Brazilian miner Vale Inco has dropped Inco from its name and henceforth its global nickel business will be simply known as Vale.

The former Inco Limited was acquired by the former CVRD in late 2006. It had operated around the world as Vale Inco since CVRD re-branded itself less than three years ago on Nov. 29, 2007. "Vale" is pronounced (vah-lay) and literally means "valley" in Portuguese.

"Our global nickel business will continue to be headquartered in Toronto," said Tito Martins, president and CEO of Vale's nickel operations in a news release May 27. "We have a very strong team in place and are building a long-term future for our operations around the world in Canada, Indonesia, New Caledonia, the United Kingdom, China, Japan and Brazil. Our nickel business today is larger than it was in 2006, when we first invested in Inco and we are building on that investment every day.

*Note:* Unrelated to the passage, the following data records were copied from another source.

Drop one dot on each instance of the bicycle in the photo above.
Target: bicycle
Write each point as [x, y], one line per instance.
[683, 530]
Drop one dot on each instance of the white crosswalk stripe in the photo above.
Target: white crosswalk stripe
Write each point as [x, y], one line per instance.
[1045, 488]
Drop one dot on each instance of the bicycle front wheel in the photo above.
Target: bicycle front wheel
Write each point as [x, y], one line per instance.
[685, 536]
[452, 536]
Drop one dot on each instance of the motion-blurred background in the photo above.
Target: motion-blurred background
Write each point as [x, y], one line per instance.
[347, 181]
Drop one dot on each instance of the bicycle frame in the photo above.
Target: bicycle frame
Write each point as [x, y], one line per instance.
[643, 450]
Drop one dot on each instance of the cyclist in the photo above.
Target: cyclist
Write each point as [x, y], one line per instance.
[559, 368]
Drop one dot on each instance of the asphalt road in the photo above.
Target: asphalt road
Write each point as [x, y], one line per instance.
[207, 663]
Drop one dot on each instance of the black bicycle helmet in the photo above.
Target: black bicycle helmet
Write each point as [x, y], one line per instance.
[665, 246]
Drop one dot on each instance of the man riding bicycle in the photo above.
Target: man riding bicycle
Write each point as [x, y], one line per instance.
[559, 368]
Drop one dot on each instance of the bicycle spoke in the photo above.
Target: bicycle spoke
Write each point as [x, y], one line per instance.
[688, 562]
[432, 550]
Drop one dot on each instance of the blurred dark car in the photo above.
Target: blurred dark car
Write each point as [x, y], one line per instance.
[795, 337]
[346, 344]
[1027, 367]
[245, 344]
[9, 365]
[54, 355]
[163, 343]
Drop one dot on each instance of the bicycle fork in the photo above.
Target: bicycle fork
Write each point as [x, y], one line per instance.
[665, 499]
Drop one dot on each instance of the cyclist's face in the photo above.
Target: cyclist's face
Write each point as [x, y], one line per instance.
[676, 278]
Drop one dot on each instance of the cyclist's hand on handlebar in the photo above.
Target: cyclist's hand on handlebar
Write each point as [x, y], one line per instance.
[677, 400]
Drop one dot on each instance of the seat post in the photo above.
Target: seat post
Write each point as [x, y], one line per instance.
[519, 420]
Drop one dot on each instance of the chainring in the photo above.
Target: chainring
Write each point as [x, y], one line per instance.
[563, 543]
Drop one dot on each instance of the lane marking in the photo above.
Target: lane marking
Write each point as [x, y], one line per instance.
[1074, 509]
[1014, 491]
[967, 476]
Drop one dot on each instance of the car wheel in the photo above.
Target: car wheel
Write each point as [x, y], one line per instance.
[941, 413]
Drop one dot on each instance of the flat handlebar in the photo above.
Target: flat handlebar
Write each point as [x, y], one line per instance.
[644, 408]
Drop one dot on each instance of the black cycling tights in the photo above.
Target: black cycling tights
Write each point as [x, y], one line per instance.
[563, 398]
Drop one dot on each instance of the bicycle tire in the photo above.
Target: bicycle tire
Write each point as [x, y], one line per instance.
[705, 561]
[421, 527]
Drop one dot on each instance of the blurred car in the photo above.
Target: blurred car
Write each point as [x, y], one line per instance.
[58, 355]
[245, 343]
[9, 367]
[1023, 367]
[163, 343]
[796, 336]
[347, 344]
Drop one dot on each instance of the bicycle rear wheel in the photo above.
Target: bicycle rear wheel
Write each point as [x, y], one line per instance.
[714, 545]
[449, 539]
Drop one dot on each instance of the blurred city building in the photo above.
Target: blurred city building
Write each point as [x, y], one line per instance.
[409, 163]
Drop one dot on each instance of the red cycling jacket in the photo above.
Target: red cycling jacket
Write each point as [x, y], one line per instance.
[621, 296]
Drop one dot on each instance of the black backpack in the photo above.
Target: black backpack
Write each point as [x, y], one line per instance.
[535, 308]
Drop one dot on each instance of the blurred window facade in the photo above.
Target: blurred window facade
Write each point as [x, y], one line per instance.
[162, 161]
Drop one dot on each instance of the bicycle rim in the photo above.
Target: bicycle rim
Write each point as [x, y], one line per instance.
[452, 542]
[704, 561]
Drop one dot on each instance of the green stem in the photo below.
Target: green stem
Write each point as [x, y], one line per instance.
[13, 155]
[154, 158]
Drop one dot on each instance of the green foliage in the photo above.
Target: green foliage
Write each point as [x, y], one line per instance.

"We are positioning our company to meet the challenges of an increasingly competitive global marketplace," he continued. "Our objective is to ensure a sustainable, successful future for the business and the people and communities who rely on it."

Vale's nickel business has more than 11,000 employees worldwide and net sales in 2009 of US$3.26 billion, accounting for 13.6 per cent of Vale's overall global revenue.

International Nickel Company was first incorporated in New Jersey in April 1902. It was a combination of R.M. Thompson's New Jersey-based Orford Copper Company, American Samuel Ritchie's Cleveland, Ohio-based Canadian Copper Company, and the other major American refinery, the Joseph Wharton Company.

For $10 million, J. Pierpont Morgan, one of the late 19th and early 20th century's legendary so-called robber baron industrialists, and the financial interests behind U.S. Steel acquired Canadian Copper Company, Orford Copper Company and the Joseph Wharton Company and formed the International Nickel Company. The impetus for founding Inco was simple; the Steel Manufacturers Syndicate, known as the "steel trust," needed a stable, profitable and guaranteed supply of nickel.

In December 1928, Inco would become a Canadian company, exchanging shares between the former New Jersey parent and the Canadian subsidiary, to keep U.S. anti-trust regulators at bay.

When Vale acquired Inco in October 2006 in a $19.9-billion all-cash hostile tender takeover offer deal it was the largest-ever acquisition by a Latin American company. Valepar SA, the company that controls Vale, is owned by Previ, the employee pension fund of state-controlled Banco do Brasil SA; Bradespar SA, an industrial holding company; Mitsui & Co, Japan's second-largest trading company; and BNDES Participações SA. Created on June 1, 1942 by the Brazilian government, Vale was privatized on May 7, 1997.

Vale is the second largest diversified metals and mining company in the world, the world's largest producer of iron ore, and the world's second largest producer of nickel. Vale also produces manganese, ferroalloys, thermal and coking coal, bauxite, alumina, aluminum, copper, cobalt, platinum group metals, potash and kaolin. Vale is the largest private sector company in Latin America with a market capitalization of around US$ 150 billion and more than 500,000 shareholders.